In my home country, Argentina, upon my last college year, I worked for a team in a materials research center dedicated to aluminum alloys. Among the articles I read, two authors stood out: Professor John H. Perepezko and Carl R. Loper Jr., both faculty of UW-Madison’s materials science & engineering department. Those days, emails were still inaccessible for many, so I sent a letter to Professor Perepezko indicating my interest in pursuing a master’s degree under his guidance. The rest, as they say, is history.
Which engineering professor or class made the greatest impact on you?
Professor Loper had a contagious passion for teaching. His course on multicomponent phase equilibria was an eye-opener. I owe much to Professor Donald Stone, whose sophisticated approach to the mechanical behavior of materials was crystal clear to me. Then, I am undoubtedly a Perepezko student. In his lab, I learned to do research: Use your resources to the maximum. In my research group, I convey the same message to my students: Be creative and productive but frugal and practical. In my PhD studies under Loper, I lived the best times: The thrill to melt 300 pounds of cast iron and work in the foundry has been an unmatched experience. His teachings and the experience of Professor Richard Heine, his thesis advisor, are amongst my fondest memories.
As a student, how did you spend your free time?
I partook in relevant, high-impact student organizations. Thus, I came into contact with a now-extinct student and community organization called Community Action on Latin America (CALA). Eventually, I became its president for several years. CALA was founded in 1973 as an organization defending human rights in the Americas. Through CALA, I became aware of how influential conscientious individuals can better the life of the less privileged through activism and a representative democratic system.

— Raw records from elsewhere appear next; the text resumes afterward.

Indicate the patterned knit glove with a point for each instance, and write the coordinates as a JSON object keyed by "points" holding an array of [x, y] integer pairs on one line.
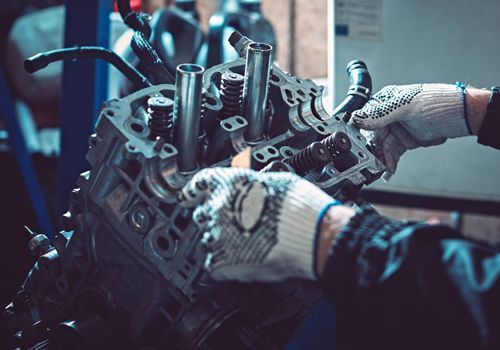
{"points": [[258, 226], [410, 116]]}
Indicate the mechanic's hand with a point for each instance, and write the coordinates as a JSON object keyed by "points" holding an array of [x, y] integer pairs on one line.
{"points": [[259, 226], [410, 116]]}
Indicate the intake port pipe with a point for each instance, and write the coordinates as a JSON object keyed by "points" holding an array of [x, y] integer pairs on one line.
{"points": [[187, 114], [360, 88], [256, 89]]}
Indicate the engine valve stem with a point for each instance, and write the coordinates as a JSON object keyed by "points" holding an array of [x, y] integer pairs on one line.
{"points": [[337, 144], [231, 94], [160, 117], [314, 156]]}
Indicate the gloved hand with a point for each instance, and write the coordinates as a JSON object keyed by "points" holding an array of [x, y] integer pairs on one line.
{"points": [[258, 226], [410, 116]]}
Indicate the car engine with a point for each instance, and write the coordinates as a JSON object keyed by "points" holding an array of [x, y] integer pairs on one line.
{"points": [[126, 271]]}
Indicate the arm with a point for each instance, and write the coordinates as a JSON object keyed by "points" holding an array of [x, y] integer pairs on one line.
{"points": [[410, 285], [477, 102]]}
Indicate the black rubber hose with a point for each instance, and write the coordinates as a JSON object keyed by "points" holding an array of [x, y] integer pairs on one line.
{"points": [[133, 20], [360, 87], [43, 59]]}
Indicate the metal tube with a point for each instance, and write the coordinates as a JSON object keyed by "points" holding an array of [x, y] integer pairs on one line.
{"points": [[187, 109], [255, 90]]}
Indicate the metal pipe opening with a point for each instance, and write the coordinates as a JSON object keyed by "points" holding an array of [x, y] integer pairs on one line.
{"points": [[187, 109]]}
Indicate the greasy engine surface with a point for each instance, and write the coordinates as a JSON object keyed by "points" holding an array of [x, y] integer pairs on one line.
{"points": [[126, 270]]}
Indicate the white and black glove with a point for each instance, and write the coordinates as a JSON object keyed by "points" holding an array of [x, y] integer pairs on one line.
{"points": [[258, 226], [410, 116]]}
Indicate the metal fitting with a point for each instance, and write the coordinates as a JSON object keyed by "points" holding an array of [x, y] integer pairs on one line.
{"points": [[256, 89]]}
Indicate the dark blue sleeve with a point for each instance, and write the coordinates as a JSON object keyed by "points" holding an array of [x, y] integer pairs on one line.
{"points": [[403, 285]]}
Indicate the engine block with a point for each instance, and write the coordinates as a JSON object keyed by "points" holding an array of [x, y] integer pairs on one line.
{"points": [[126, 271]]}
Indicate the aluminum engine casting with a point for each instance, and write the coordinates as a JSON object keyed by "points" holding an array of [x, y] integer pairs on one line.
{"points": [[126, 270]]}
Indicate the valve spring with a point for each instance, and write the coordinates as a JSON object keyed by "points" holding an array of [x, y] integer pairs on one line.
{"points": [[160, 121], [231, 94], [314, 156], [337, 144]]}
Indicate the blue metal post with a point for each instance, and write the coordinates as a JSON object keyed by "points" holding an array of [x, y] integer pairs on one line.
{"points": [[16, 138], [84, 88]]}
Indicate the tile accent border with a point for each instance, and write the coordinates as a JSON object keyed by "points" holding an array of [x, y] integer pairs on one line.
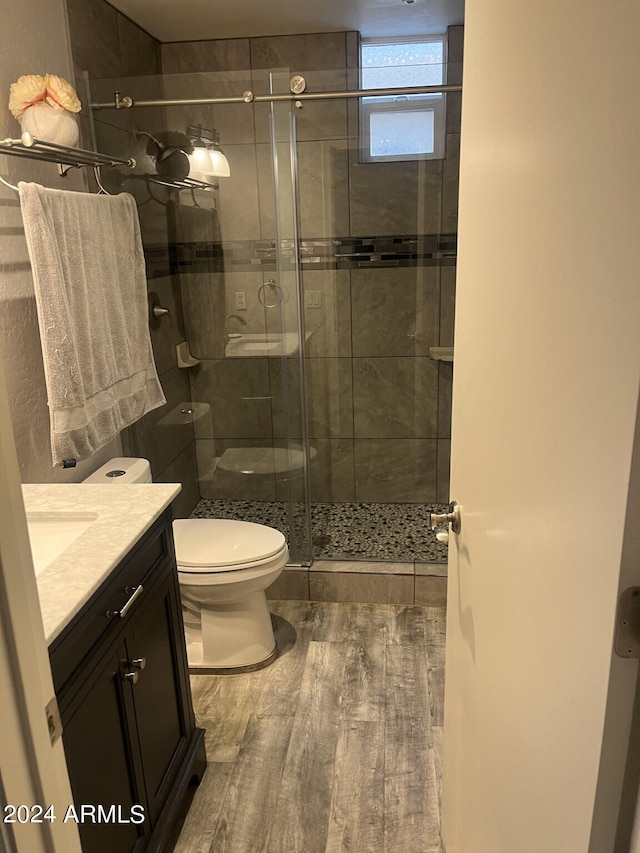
{"points": [[339, 253]]}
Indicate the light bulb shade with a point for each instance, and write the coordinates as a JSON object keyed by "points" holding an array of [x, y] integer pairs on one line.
{"points": [[220, 163]]}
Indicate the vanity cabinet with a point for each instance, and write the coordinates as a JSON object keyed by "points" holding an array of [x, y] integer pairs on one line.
{"points": [[121, 678]]}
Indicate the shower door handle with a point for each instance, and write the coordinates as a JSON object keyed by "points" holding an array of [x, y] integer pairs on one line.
{"points": [[452, 517]]}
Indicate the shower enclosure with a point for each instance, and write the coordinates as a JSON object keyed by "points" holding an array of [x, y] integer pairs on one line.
{"points": [[315, 292]]}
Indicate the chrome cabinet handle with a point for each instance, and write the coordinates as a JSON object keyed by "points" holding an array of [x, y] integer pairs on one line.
{"points": [[137, 592]]}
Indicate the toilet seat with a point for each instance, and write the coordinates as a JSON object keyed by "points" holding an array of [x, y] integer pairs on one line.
{"points": [[207, 546]]}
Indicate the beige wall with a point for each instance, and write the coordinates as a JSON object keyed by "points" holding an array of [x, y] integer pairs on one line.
{"points": [[34, 40]]}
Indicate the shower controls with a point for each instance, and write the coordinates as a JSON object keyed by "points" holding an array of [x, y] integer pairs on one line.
{"points": [[313, 299], [452, 517]]}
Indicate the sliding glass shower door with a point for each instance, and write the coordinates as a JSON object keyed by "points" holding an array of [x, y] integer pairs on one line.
{"points": [[220, 258]]}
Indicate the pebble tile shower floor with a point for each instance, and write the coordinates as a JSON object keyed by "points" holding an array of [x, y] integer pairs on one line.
{"points": [[348, 531]]}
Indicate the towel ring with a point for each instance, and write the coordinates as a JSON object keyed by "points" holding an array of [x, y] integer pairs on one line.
{"points": [[279, 295]]}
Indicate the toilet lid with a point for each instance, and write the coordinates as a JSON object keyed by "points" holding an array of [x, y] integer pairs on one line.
{"points": [[224, 544]]}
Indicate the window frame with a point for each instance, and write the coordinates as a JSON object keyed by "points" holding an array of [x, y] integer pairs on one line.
{"points": [[435, 103]]}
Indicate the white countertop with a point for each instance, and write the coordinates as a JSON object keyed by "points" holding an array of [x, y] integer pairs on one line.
{"points": [[124, 513]]}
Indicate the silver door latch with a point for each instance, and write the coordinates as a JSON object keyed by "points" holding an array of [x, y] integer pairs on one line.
{"points": [[627, 637], [452, 517]]}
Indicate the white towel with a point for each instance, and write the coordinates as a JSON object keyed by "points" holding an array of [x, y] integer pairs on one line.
{"points": [[90, 284]]}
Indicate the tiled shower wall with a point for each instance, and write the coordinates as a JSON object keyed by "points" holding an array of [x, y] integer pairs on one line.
{"points": [[378, 406]]}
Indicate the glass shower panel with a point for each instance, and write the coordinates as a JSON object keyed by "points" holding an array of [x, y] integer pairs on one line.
{"points": [[281, 297], [227, 432], [377, 244]]}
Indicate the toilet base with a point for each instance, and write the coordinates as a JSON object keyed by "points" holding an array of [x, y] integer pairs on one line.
{"points": [[234, 636], [194, 651]]}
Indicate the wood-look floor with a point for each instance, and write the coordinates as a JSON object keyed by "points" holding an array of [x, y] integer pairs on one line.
{"points": [[337, 746]]}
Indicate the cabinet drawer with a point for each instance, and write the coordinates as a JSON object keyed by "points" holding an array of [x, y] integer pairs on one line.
{"points": [[98, 621]]}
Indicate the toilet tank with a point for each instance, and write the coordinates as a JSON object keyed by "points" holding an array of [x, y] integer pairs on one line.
{"points": [[122, 469]]}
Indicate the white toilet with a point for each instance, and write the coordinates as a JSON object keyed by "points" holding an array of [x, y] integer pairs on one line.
{"points": [[224, 568]]}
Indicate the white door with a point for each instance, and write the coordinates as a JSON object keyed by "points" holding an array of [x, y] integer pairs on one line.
{"points": [[546, 379]]}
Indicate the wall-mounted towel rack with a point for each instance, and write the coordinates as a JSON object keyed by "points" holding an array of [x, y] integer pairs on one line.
{"points": [[65, 156], [184, 184]]}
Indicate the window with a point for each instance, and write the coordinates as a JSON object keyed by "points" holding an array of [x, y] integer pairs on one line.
{"points": [[406, 127]]}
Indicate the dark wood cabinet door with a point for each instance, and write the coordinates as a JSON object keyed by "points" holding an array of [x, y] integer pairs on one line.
{"points": [[103, 777], [156, 637]]}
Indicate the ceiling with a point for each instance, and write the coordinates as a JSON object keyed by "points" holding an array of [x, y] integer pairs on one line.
{"points": [[193, 20]]}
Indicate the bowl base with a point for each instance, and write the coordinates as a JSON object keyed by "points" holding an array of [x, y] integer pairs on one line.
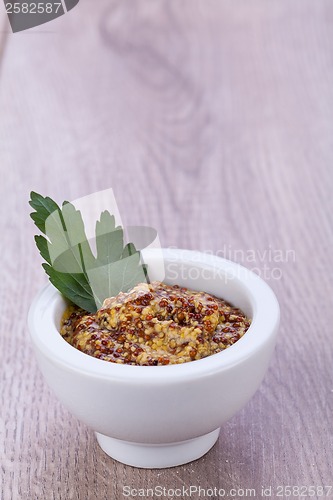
{"points": [[157, 456]]}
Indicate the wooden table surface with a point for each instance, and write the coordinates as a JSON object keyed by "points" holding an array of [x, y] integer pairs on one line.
{"points": [[212, 121]]}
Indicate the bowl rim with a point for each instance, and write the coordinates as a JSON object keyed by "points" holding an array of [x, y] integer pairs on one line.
{"points": [[49, 343]]}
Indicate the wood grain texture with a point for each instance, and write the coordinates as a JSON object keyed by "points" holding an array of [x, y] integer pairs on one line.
{"points": [[213, 119]]}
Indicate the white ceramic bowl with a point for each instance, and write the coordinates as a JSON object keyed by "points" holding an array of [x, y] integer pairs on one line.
{"points": [[162, 416]]}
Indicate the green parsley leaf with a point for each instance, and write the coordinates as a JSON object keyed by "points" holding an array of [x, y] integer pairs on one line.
{"points": [[72, 267]]}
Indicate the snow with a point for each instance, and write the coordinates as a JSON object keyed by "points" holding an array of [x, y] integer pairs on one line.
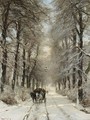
{"points": [[57, 107]]}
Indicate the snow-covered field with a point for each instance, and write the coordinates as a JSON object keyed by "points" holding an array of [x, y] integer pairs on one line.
{"points": [[57, 107]]}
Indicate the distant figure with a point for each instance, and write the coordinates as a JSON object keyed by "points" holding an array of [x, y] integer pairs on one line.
{"points": [[33, 96], [40, 94]]}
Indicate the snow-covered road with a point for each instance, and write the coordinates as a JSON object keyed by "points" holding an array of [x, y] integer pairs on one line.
{"points": [[57, 107]]}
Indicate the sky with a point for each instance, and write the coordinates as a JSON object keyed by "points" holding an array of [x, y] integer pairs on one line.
{"points": [[47, 1]]}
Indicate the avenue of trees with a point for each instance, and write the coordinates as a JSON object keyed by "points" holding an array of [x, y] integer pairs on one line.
{"points": [[20, 33], [72, 21]]}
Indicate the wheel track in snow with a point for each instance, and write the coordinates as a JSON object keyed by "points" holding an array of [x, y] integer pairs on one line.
{"points": [[61, 110], [28, 112]]}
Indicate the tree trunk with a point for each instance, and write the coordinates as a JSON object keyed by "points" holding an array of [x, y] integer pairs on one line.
{"points": [[80, 65], [5, 15], [16, 55], [24, 65], [74, 50]]}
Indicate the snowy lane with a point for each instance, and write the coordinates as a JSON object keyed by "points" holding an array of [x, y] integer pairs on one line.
{"points": [[67, 108], [16, 112], [55, 112], [57, 107]]}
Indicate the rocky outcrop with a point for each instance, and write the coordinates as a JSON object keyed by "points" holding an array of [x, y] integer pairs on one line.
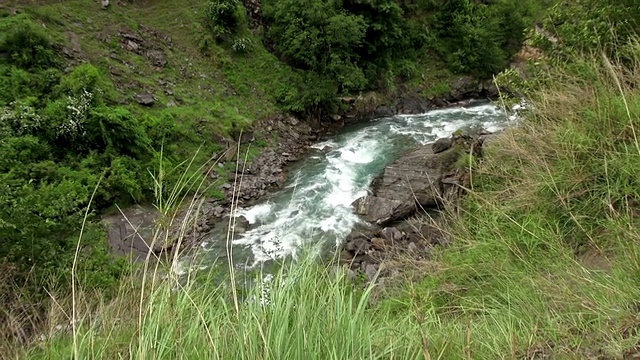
{"points": [[420, 179], [403, 209]]}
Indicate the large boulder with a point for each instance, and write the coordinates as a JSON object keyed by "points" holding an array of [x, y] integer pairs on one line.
{"points": [[411, 182]]}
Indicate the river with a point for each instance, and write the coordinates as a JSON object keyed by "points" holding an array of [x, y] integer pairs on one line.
{"points": [[314, 209]]}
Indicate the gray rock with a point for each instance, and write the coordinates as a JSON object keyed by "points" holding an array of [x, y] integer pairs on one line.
{"points": [[412, 180], [145, 99], [441, 145], [392, 234], [382, 211], [371, 271], [383, 111], [157, 57], [412, 105], [379, 244], [358, 246]]}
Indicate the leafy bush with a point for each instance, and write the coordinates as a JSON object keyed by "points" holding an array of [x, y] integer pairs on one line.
{"points": [[479, 38], [318, 36], [26, 44], [222, 17]]}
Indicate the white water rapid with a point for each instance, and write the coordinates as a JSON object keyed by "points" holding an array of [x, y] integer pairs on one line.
{"points": [[314, 208]]}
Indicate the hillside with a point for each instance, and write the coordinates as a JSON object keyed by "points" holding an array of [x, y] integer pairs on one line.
{"points": [[143, 103]]}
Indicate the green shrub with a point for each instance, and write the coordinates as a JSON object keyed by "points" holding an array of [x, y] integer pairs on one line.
{"points": [[574, 27], [26, 44], [222, 17]]}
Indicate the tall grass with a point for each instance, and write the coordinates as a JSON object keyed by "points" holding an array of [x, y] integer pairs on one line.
{"points": [[545, 259], [545, 263]]}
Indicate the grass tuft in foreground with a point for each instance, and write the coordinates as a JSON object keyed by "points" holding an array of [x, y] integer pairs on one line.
{"points": [[545, 262]]}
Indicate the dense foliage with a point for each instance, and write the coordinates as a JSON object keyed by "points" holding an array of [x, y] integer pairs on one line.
{"points": [[575, 27], [369, 45], [59, 143]]}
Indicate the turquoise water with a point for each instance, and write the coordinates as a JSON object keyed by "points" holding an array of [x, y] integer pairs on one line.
{"points": [[313, 209]]}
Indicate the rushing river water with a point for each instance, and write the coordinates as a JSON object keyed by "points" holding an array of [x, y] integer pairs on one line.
{"points": [[314, 207]]}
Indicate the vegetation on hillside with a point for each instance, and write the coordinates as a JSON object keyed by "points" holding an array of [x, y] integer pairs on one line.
{"points": [[343, 47], [545, 258]]}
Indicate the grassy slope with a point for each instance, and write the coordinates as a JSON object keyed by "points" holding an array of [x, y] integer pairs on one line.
{"points": [[546, 263], [547, 252]]}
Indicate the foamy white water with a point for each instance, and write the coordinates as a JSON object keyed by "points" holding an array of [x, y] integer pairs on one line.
{"points": [[315, 206]]}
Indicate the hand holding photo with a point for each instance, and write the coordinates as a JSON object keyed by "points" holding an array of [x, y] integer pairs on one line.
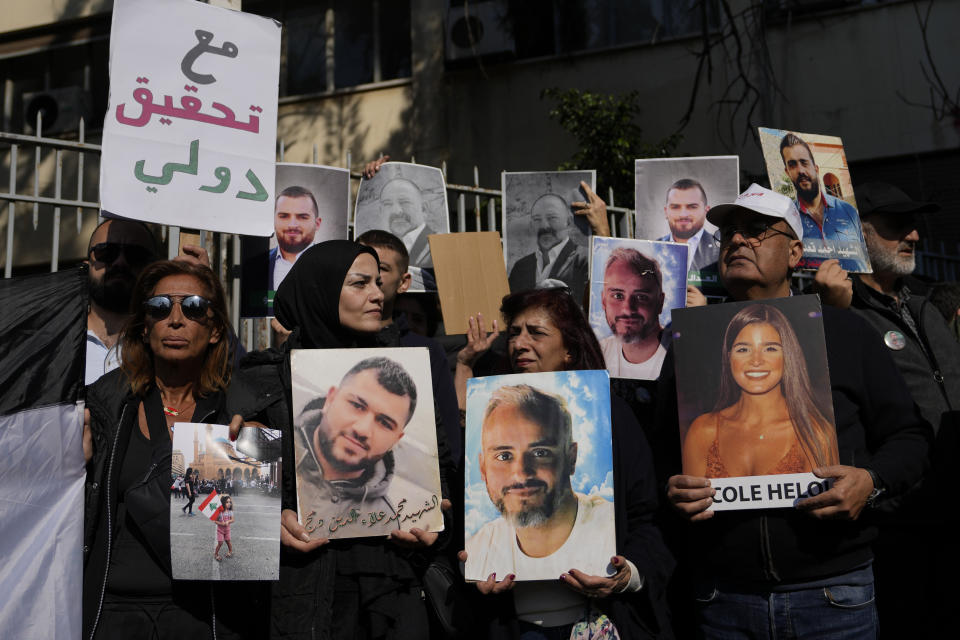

What advice would you give students in your discipline today?
Be ready to think out of the box. But, to do so you need training, see new things, experience new things, learn from other fields. I took special care in training my female students, teaching them to fight hard for their rights, to demand equality, to become leaders, not followers. To my own students, besides showing them the beauty of the field, I instilled the need to pay forward and to give back to the community, mainly because all of them pertain to an underrepresented and underprivileged minority. I tell them that this is the time to shine and that, in shining, they illuminate the path for those coming behind.
Who has played the greatest role in your achievements?
My role model has been my mother, a working-class lady who spent 30 years of her life in a steelmaking plant. She would leave at 6:30 a.m. and come back at 5:15 p.m. She had been trained as a teacher but never worked as such. With that role model, one cannot go astray in life.
Anybody you’d like to mention?
My wife, Jaquelina Alvarez, is also a UW graduate. She got her master’s degree in the former School of Library and Information Studies. We’d married before coming to Wisconsin in 1990.